# Panarello Pop-Off Problem!



## Zouche (Jan 16, 2011)

Hello all!

Hope you are enjoying some sunshine, it has just cooled off enough for me to have a latte, and a little problem has occurred:

When I try to steam the milk, the panarello plastic nozzle part pops off when the steam is started (to flush the water out first) or how it has just happened, flew off into the milk jug whilst frothing... Very messy indeed!

I should say that I use the panarello without the outer part on as it wasn't giving any decent foam. I was getting pretty reasonable results using just the inner part, but now that is not staying on the wand. I have tried it without anything on the wand (bare pipe) and although it was 'ok' it was not very controllable.

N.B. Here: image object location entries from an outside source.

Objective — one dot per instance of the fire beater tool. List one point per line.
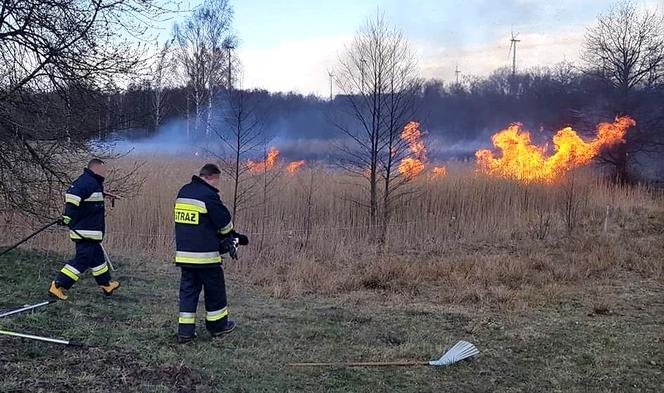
(460, 351)
(40, 338)
(40, 230)
(26, 308)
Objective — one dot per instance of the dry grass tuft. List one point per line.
(461, 239)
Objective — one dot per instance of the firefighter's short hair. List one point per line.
(209, 170)
(95, 162)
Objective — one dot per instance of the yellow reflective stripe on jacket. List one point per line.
(197, 257)
(70, 272)
(188, 318)
(216, 315)
(95, 197)
(73, 199)
(92, 235)
(225, 230)
(191, 205)
(99, 270)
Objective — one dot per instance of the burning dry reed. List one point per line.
(477, 237)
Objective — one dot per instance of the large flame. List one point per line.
(523, 161)
(295, 166)
(412, 166)
(270, 161)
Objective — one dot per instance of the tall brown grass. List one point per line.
(477, 237)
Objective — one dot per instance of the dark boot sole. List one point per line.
(110, 293)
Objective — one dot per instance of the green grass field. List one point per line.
(570, 345)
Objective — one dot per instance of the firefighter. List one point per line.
(84, 215)
(203, 232)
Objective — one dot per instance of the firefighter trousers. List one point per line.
(211, 281)
(89, 255)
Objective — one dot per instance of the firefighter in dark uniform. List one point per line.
(203, 232)
(84, 215)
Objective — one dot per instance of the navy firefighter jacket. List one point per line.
(200, 219)
(84, 207)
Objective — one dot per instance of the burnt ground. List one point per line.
(607, 336)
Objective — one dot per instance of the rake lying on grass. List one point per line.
(33, 337)
(460, 351)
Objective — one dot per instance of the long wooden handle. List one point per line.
(361, 364)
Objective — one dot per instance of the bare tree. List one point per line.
(626, 50)
(377, 75)
(56, 58)
(202, 43)
(241, 134)
(160, 81)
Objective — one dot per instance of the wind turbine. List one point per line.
(513, 42)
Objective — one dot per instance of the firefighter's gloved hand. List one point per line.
(229, 246)
(243, 240)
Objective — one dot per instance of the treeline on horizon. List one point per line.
(544, 99)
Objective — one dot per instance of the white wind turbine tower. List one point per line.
(513, 42)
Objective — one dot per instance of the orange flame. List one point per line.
(528, 163)
(295, 166)
(270, 161)
(438, 172)
(410, 167)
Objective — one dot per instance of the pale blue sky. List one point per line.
(290, 45)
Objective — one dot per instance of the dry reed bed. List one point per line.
(480, 239)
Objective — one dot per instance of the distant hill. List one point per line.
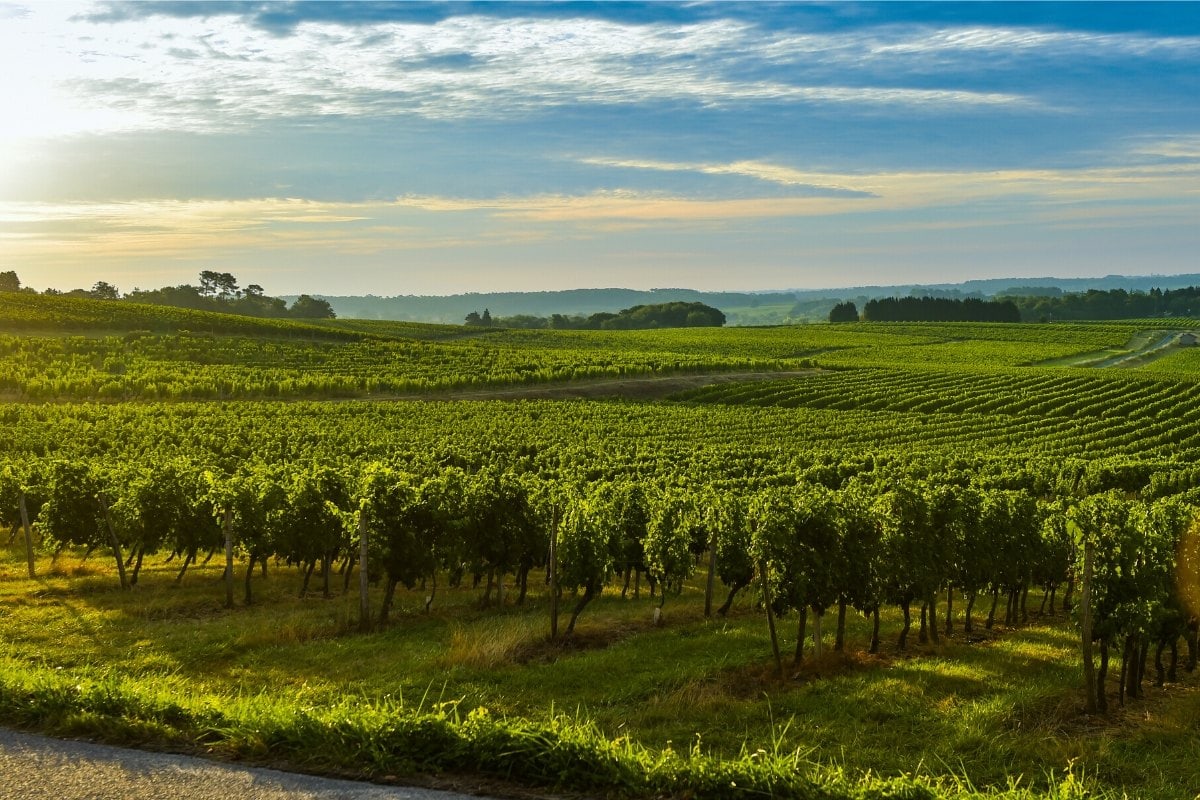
(739, 307)
(573, 302)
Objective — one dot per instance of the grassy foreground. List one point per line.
(628, 709)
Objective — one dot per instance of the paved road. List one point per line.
(36, 768)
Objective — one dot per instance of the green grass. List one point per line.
(291, 680)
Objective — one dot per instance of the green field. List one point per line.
(138, 416)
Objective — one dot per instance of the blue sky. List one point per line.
(353, 148)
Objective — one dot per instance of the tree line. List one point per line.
(645, 317)
(1113, 304)
(217, 292)
(940, 310)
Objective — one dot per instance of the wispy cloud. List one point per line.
(213, 72)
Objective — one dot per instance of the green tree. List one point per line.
(844, 312)
(309, 307)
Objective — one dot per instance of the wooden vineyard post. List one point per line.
(364, 600)
(1086, 625)
(227, 525)
(553, 576)
(771, 617)
(29, 536)
(712, 576)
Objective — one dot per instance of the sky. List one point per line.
(395, 149)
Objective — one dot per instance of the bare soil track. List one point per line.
(635, 388)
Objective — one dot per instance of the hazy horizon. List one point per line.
(400, 149)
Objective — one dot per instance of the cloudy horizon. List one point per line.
(443, 148)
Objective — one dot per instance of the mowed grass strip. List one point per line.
(274, 680)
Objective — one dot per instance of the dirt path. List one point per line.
(639, 388)
(37, 768)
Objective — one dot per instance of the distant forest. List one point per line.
(216, 292)
(940, 310)
(570, 302)
(664, 314)
(1114, 304)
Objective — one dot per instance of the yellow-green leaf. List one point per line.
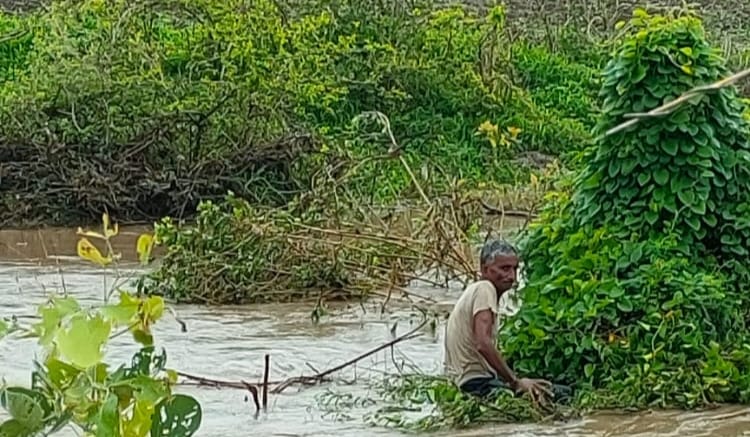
(82, 341)
(125, 311)
(144, 245)
(153, 307)
(89, 252)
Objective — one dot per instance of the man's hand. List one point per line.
(538, 389)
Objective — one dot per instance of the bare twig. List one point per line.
(669, 107)
(317, 378)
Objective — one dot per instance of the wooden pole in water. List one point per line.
(265, 381)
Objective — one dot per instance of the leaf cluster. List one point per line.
(637, 289)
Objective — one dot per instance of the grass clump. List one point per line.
(636, 289)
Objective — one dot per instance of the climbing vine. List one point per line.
(74, 385)
(636, 289)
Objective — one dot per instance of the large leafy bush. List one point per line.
(636, 281)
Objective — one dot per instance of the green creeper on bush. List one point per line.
(636, 290)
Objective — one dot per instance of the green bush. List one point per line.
(144, 108)
(636, 286)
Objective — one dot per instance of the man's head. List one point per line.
(499, 264)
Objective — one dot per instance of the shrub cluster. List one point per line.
(637, 284)
(145, 109)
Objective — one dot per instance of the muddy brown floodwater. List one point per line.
(230, 343)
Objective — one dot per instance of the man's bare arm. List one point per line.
(485, 344)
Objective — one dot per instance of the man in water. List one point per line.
(471, 357)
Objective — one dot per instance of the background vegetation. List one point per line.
(144, 109)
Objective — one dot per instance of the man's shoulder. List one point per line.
(480, 286)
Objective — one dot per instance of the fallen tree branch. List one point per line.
(281, 385)
(669, 107)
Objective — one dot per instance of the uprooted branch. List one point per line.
(281, 385)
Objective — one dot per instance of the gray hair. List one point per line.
(495, 248)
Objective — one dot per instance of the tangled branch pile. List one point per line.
(637, 289)
(239, 253)
(324, 242)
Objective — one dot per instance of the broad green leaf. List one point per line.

So, I think I will one day have to upgrade to the popular rancillo wand, but until then - any thoughts??


----------



## carbonkid85 (Jan 19, 2011)

This happened to a machine I was refurbing once. It turned out that there was a small crack in the plastic which had loosened it slightly. Have a quick check for damage - spares don't cost a fortune.

I'd really recommend the rancilio mod though. It's so easy to do and makes such a big difference to the quality of your steamed milk.


----------



## Zouche (Jan 16, 2011)

Hi Carbonkid, thanks for your reply...

Turns out I had been a bit daft and have now managed to fix it... Moved the machine to do a bit of cleaning and found a little ring of hard plastic... Hmmm not sure what this thingy is maybe I should keep it just in case I need it. Turns out it goes inside the nozzle to compress the rubber ring as you tighten the collar. All fixed now! Red faces all around. Must have fallen out some time ago, thank goodness it didn't get lost!

I shall have to upgrade to the rancilio wand I think. Although I am fairly happy with using the panarello without the outer, it just doesn't look very nice!


----------



## ian3193 (Nov 21, 2008)

I have a Baby twin with the metal Panarello steam attachment and have now stared using it with the hole on the outer cover covered up. I found this out by accident when I allowed some milk to cover it. I think that the Panarello steam attachment produces foam that is to unstable and collapses very quickly & makes any sort of latte art impossible, however, a tiny bit of tape over the hole makes an enormous difference! The foam is much much finer and makes pouring a lot more controllable.

It is not a perfect solution, & I to would like to up grade to the rancilio mod, but in the mean time It means i can @ least start a bit of latte art!


----------